Mission & Background

The Center for Justice at Columbia University is committed to reducing the nation’s reliance on incarceration and advancing alternative approaches to safety and justice through education, research and policy. Its mission is to help transform a criminal justice system from one that is driven by punishment and retribution to one that is centered on prevention and healing. The Center is interdisciplinary and built around community collaboration. It works in partnership with schools, departments, centers and institutes across Columbia, other universities, government agencies, community organizations, advocates and those directly affected by the criminal justice system.

Background 

The United States currently leads the world in its incarceration rate, with more than 2.2 million people in its prisons and jails.
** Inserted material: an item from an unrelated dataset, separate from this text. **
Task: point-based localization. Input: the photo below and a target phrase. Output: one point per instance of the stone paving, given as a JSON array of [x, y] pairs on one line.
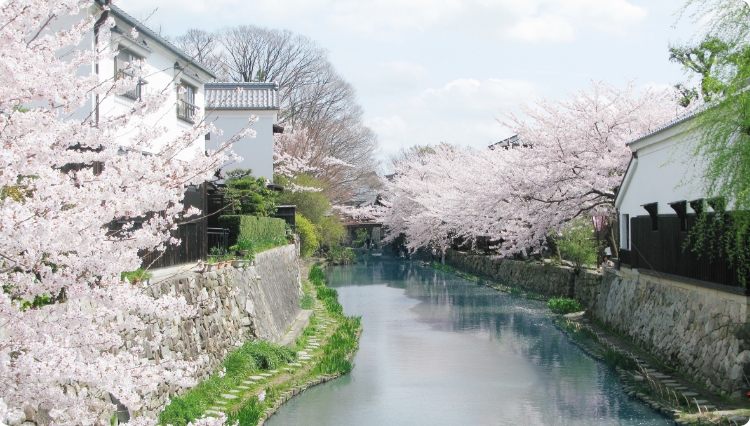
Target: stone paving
[[255, 385]]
This figure, which marks a 500% increase over the past three decades, means that while the U.S. boasts a mere five percent of the world’s population, it has more than a quarter of the world’s prisoners. The causes and consequences of mass incarceration are numerous and far-reaching, leading many to assert that it is the civil rights issue of today. From minimum mandatory sentencing and the war on drugs to discriminatory policing and the disproportionate implementation and impact of criminal justice policies on people of color, to private prisons and the divestment from education, to the use of punishment as the primary tool of addressing societal challenges and to the impacts on democracy and voting rights; families, communities and the larger society have been deeply affected by our current criminal justice system.

The United States is now at a historical moment where the consequences of mass incarceration and criminal justice policy have captured public attention promoting calls for change across partisan divide. Based in the strongly held belief that universities have a large role to play in enacting social change, the Center seeks to engage and harness the collective capacity of Columbia University and its range of resources, including faculty and students, to impact the trajectory of criminal justice policy. The Center is an interdisciplinary project as we seek to work beyond individual disciplines to create and support social change. Towards this end, we strongly believe that working in collaboration with those directly affected by mass incarceration and criminal justice policy, including people who have been formerly incarcerated and community organizations and advocates working on these issues, is critical to developing effective solutions. Lastly, we aim to serve as a bridge between academia and community and grass-roots organizations.

The Center was launched in 2014, growing out of a year long pilot project called the Justice Initiative. Its origins date back to 2009 with the founding of the Criminal Justice Initiative: Supporting Children, Families and Communities, based at the School of Social Work. CJI is recognized as a leader in developing programs and trainings addressing mass incarceration and its consequences. CJI has also succeeded in building a web of relationships with a wide array of faculty, students and community members working on issues of mass incarceration and criminal justice.